Setiap guru pasti pernah menghadapi situasi sulit  antara mendidik dengan tegas atau menegur dengan lembut. Tidak jarang, di balik wajah yang tampak tenang, ada pergulatan batin yang hebat. Aku pun pernah berada dalam posisi itu: menahan amarah saat siswa membantah, menelan kecewa ketika mereka mengulang kesalahan yang sama, dan mencoba sabar meski hati sebenarnya sedang bergejolak.
Menjadi guru tidak sekadar tentang menyampaikan pelajaran, tetapi juga tentang mengendalikan diri di tengah ujian yang datang dari arah tak terduga. Sering kali, guru dituntut untuk menjadi sosok yang sempurna sabar tanpa batas, bijak tanpa cela, kuat tanpa lelah. Padahal, di balik seragam dan senyuman itu, guru juga manusia biasa, yang bisa lelah, terluka, dan khilaf.
Ketika membaca berita tentang seorang kepala sekolah yang menampar siswanya karena ketahuan merokok, aku terdiam cukup lama. Bukan karena ingin menghakimi, tapi karena peristiwa itu seakan menghadirkan cermin besar di hadapanku. Sebuah cermin yang memantulkan wajah pendidikan kita hari ini wajah yang lelah, tertekan, dan terkadang kehilangan ruang untuk bernafas dengan hati.
Kasus itu terjadi di SMA Negeri 1 Cimarga, Kabupaten Lebak, Banten. Tamparan yang berlangsung hanya sekejap itu kemudian mengguncang ruang publik, menjelma polemik antara kedisiplinan dan kekerasan. Sebagian orang menyalahkan kepala sekolah, sebagian lain membelanya. Namun di balik hiruk-pikuk opini, aku justru melihatnya sebagai panggilan untuk merenung lebih dalam: apa sebenarnya yang sedang terjadi dalam dunia pendidikan kita?
Niat Baik yang Tersandung Cara
Kepala sekolah itu, Ibu Dini Fitri, menegur siswanya karena merokok di area sekolah.

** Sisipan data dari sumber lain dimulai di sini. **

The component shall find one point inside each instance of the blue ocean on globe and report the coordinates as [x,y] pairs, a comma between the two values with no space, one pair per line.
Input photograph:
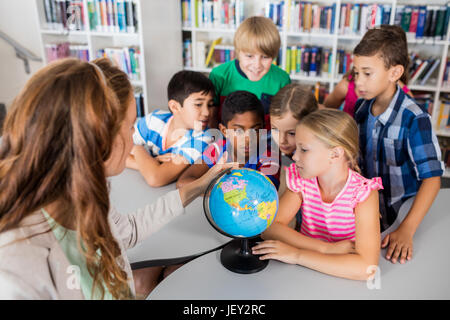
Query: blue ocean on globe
[243,203]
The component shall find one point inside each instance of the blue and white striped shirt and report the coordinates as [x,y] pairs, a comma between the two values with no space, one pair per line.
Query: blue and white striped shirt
[405,150]
[152,132]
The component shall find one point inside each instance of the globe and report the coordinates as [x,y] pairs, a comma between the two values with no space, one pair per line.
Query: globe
[241,204]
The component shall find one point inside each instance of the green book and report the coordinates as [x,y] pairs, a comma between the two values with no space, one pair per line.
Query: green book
[288,60]
[406,18]
[439,33]
[298,65]
[293,58]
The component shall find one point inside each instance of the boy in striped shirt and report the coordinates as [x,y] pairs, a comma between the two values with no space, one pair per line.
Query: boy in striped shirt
[167,142]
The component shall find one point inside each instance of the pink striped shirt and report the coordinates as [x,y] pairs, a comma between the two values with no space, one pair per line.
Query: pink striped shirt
[333,221]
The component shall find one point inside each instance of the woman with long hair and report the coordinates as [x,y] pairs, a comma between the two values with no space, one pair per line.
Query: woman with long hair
[66,132]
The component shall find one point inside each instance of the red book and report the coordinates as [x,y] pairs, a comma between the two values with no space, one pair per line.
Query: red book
[300,16]
[414,20]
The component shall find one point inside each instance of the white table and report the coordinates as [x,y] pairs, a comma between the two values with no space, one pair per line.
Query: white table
[426,276]
[182,239]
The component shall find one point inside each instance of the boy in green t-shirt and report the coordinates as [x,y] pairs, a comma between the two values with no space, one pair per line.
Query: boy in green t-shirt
[257,43]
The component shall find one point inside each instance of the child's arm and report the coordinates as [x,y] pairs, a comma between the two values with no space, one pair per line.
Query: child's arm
[289,205]
[191,174]
[337,96]
[401,240]
[357,266]
[155,173]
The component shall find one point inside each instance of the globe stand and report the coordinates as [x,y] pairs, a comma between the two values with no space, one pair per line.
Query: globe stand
[237,257]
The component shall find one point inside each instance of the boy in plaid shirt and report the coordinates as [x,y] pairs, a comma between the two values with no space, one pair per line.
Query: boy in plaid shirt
[397,141]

Teguran itu disampaikan dengan kata-kata keras, bahkan diikuti dengan tamparan. Dalam hitungan jam, berita pun menyebar, memantik reaksi dari banyak pihak.
Aku percaya, niat awal sang kepala sekolah bukan untuk melukai. Mungkin ia hanya ingin menegakkan disiplin. Tetapi dalam dunia pendidikan modern, cara sering kali lebih penting daripada sekadar tujuan. Sebab setiap tindakan pendidik akan selalu menjadi cermin bagi peserta didiknya.
Teguran yang keras bisa jadi dimaksudkan untuk mendidik, namun jika dibungkus emosi, hasilnya justru melukai. Di titik inilah, kita semua perlu berhenti sejenak untuk bertanya: sudahkah kita mendidik dengan hati?